Dan Corteo? Entahlah, dia terlalu takut untuk berkomentar pedas atau bahkan untuk kabur dari sergapan orang itu, mungkin dia memiliki sifat penakut sejak zaman moyangnya.
Lelaki di depan kami sekilas tampak menyeramkan, aku berkomentar begitu karena melihat cara dirinya berpakaian, ia bahkan memakai coat dan masker di hari panas begini, bukankah itu sungguh menyebalkan bagi orang-orang normal? Aku sungguh kesal pada orang ini dan dia adalah yang menjadi alasan besar kami untuk pulang terlalu sore.
"Asal kalian tahu, kalian akan menjadi santapan lezat Singa peliharaan kami jika kalian tak segera lekas pergi, Bocah Bodoh." Si Orang Aneh itu menambahi dengan nada sok prihatin yang sebenarnya aku tak terpengaruh sama sekali dan mana mungkin orang kurus sok mistis seperti dirinya memiliki seekor Singa, itu sangat tak masuk akal.
"Aku tidak akan percaya bualan konyol macam itu dan kami tidak akan gentar dalam pencarian kami!" Tatiana tertawa di akhir kalimat, mata birunya berkilat minta di puji-puji. Aku sering melihat yang seperti itu, ya, tatapan mata yang seperti itu. Sama seperti milik Corteo ketika ia bercerita soal terbentuknya halilintar.
"Dan kami tak suka diganggu." Aku memanasi. Tatiana menambahkan. "Dan kau sebaiknya tak menjadi alasan untuk aku menendang wajahmu, saat ini aku sedang sangat kesal."
Aku sangat setuju dengan perdebatan sengit ini.
"Kalian sedang mencari apa sih?"
"Alien!" Aku menjawab keras sebelum Tatiana mengamuk, ini akan sangat bahaya, aku tahu sifat aslinya seperti apa dan ia sudah menunjukannya barusan, aku tidak mau membuat beberapa orang menangis.

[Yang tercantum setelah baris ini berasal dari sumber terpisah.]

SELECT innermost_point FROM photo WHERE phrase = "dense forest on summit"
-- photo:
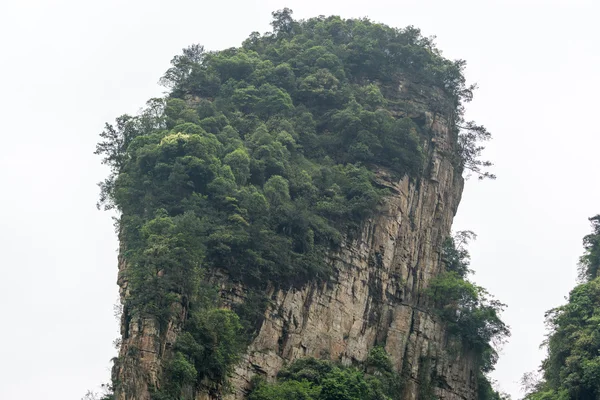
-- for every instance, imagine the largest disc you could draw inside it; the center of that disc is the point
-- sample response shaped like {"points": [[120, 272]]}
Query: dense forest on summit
{"points": [[260, 160], [571, 370]]}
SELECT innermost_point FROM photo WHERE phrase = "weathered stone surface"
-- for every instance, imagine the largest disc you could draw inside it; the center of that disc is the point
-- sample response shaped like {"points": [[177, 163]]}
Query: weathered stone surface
{"points": [[374, 298]]}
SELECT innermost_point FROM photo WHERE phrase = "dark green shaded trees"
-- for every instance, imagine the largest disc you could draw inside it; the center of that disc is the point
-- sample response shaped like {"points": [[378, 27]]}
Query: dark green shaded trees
{"points": [[571, 371], [470, 313], [258, 162], [311, 379]]}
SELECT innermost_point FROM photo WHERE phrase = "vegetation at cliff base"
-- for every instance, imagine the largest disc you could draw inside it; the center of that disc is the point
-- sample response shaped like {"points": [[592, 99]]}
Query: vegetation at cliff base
{"points": [[311, 379], [260, 160], [571, 370]]}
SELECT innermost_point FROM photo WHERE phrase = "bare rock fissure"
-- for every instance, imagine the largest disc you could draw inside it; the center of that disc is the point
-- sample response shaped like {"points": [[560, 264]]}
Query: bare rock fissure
{"points": [[375, 297]]}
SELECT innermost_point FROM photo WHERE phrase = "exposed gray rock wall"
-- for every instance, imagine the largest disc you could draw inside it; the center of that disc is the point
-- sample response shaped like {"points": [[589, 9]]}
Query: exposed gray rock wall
{"points": [[374, 298]]}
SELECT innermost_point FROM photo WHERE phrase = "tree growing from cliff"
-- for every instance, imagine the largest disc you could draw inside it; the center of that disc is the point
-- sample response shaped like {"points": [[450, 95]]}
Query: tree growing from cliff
{"points": [[571, 370], [259, 161]]}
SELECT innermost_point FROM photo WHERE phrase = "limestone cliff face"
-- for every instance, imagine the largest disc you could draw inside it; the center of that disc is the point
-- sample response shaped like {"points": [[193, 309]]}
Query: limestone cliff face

"Alien?" Orang Aneh itu bertanya sok asik, seolah dunia tempat ia berpijak berubah beberapa derajat, nada suaranya meninggi tanda ia menikmati ini semua dan dirinya bertekad untuk bertanya lebih jauh. Ia mendekati kami untuk beberapa akselarasi dan aku mundur karena terlalu takut untuk digapai Orang Aneh ini, kecuali tentang Tatiana yang asik dengan posisinya. Ia menaikan kepala dan menatap miring Orang Aneh itu, aku tahu kalau gadis ini hanya bisa menatap mata dan batang hidungnya.
Sembari berkacak pinggang, Tatiana tertawa. "Kau bahkan menyebut kami Bocah Bodoh, seharusnya kau tak sesenang ini ketika Angie mengatakan soal Alien."
"Aku tak percaya kalo kau memercayai Alien, mari kita berpencar dan cari itu semua!"
"Hah?"
"Namaku Nero, aku juga suka Alien, mari kita bermain bersama. Mari berjabat tangan! Kita seusia bukan, Tatiana?"
Tidak terduga bukan?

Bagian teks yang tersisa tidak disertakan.